According to Randy Komisar, writing for the HBR.org Blog Network, most of the time the best thing a manager can do is to get out of the way of the people actually doing the work. This is the principle behind what he calls “Minimally Invasive Management”.
Komisar quotes the late management guru Peter Drucker, who said: “So much of what we call management consists in making it difficult for people to work.”
Komisar says that the idea of Minimally Invasive Management reflects the challenges faced by tech-centred startups in rethinking the role of professional managers.
Minimally Invasive Management should be seen as a service – with managers serving the people doing the work. After all, he points out, no one is more important in an organisation than those actually doing the work.
Management’s role should be to remove all impediments to getting the work done, thus encouraging better standards as well as satisfaction and motivation.

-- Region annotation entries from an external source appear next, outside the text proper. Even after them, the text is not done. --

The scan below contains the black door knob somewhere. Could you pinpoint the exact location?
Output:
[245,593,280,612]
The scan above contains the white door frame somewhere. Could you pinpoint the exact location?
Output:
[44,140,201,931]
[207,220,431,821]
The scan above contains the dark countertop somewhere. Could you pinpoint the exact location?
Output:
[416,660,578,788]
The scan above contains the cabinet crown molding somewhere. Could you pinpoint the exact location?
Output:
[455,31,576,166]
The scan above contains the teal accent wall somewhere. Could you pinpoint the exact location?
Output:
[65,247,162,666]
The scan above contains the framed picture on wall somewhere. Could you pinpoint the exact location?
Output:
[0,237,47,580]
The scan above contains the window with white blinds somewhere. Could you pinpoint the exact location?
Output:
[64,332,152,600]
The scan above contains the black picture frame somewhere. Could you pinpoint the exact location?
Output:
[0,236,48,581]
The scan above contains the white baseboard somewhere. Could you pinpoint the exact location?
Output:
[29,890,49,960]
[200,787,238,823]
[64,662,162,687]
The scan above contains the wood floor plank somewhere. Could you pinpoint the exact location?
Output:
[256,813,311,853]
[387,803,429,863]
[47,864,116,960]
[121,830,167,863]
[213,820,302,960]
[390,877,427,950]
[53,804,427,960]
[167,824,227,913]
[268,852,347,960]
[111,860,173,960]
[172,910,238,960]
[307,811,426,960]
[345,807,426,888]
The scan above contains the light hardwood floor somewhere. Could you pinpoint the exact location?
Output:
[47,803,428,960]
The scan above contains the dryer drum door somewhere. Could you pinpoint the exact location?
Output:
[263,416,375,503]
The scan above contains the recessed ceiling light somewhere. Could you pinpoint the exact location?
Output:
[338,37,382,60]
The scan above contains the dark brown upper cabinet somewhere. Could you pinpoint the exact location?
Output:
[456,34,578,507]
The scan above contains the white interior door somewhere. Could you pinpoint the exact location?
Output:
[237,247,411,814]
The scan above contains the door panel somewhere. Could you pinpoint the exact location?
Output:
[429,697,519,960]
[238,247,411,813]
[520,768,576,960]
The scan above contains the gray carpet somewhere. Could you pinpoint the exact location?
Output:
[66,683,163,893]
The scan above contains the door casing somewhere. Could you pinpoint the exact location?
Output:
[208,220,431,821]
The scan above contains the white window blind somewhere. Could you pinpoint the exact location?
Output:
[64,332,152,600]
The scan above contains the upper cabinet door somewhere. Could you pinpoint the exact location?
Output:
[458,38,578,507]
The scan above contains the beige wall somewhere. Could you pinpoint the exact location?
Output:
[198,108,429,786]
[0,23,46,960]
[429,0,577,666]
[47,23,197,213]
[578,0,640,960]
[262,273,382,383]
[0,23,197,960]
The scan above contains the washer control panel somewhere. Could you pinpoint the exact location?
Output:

Minimally Invasive Management comprises three primary jobs: hiring the right people, developing and serving employees, and removing employees where necessary.
It’s more of a challenge than it sounds, as Komisar explains:
“When you start your company, with a half-dozen people in a room, every job is important. Everyone is involved in every decision. Everybody is empowered. Everybody feels like a stakeholder. But then you add another half dozen people…. and another half dozen… and another half dozen… And then you start to see chinks in the armour. You start with a bunch of doers, but fall into dysfunction. Priorities aren’t being set. Conflicts aren’t being resolved. Communications aren’t clear. People don’t know what decisions are being made or why they’re being made. Morale starts to fade – and things slow down.
"That’s bad: in the world we all operate in, speed is everything.”
So you can’t get away with simply not managing – you need to resolve the issues that are preventing the work getting done as it should.